On Aug. 18, rather than announcing a special session, the state filed an appeal of the ruling and asked for a stay in the remedial proceedings. That request was denied by the lower court later the same day. It followed that with a finding on Aug. 24 that the Texas House violated the constitution and Voting Rights Act in its 2011 map as well. The state was given until Aug. 29 to decide on a special session to redraw the map or face a remedial hearing Sept. 6.

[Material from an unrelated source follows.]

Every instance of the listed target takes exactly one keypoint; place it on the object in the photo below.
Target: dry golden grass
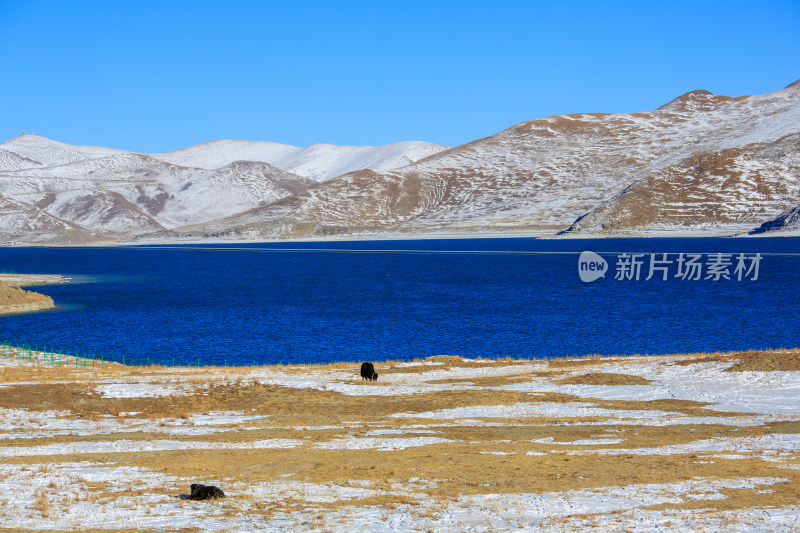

That’s when Gov. Abbott and Texas Attorney General Ken Paxton turned to the U.S. Supreme Court for relief. Paxton filed an appeal to the Supreme Court, asking for a stay of the lower court’s ruling. Justice Samual Alito, who handles emergency appeals to the Supreme Court for the U.S. region that includes Texas, placed a temporary stay on remedial proceedings pending further action from the Supreme Court. Plaintiffs, which include Shannon Perez, a Hispanic voter from Bexar County, were directed to file a response for the request for a stay by Sept. 5. Remedial proceedings were also halted by Alito. That was Aug. 31.

The Supreme Court granted the stays Sept. 12. It also halted redrawing any maps pending appeal.

Over the fall and winter, both the plaintiffs and appellants filed motions to to dismiss or affirm the different cases. The court consolidated the Texas cases and allotted an hour for oral arguments Jan. 12, changing the docket number to 17-586. The nine justices split 5-4 on the decision with the more conservative members of the court overruling objections by the more progressive justices. Declining to the hear the case would have allowed the lower court’s ruling to go into effect, meaning the districts would have to be redrawn before the next election.

On Feb. 23, the court set April 24 as the date to hear oral arguments on the state of Texas’s appeals of the lower court’s rulings that congressional and state House elections maps in 2011 and 2013 violate the Voting Rights Act.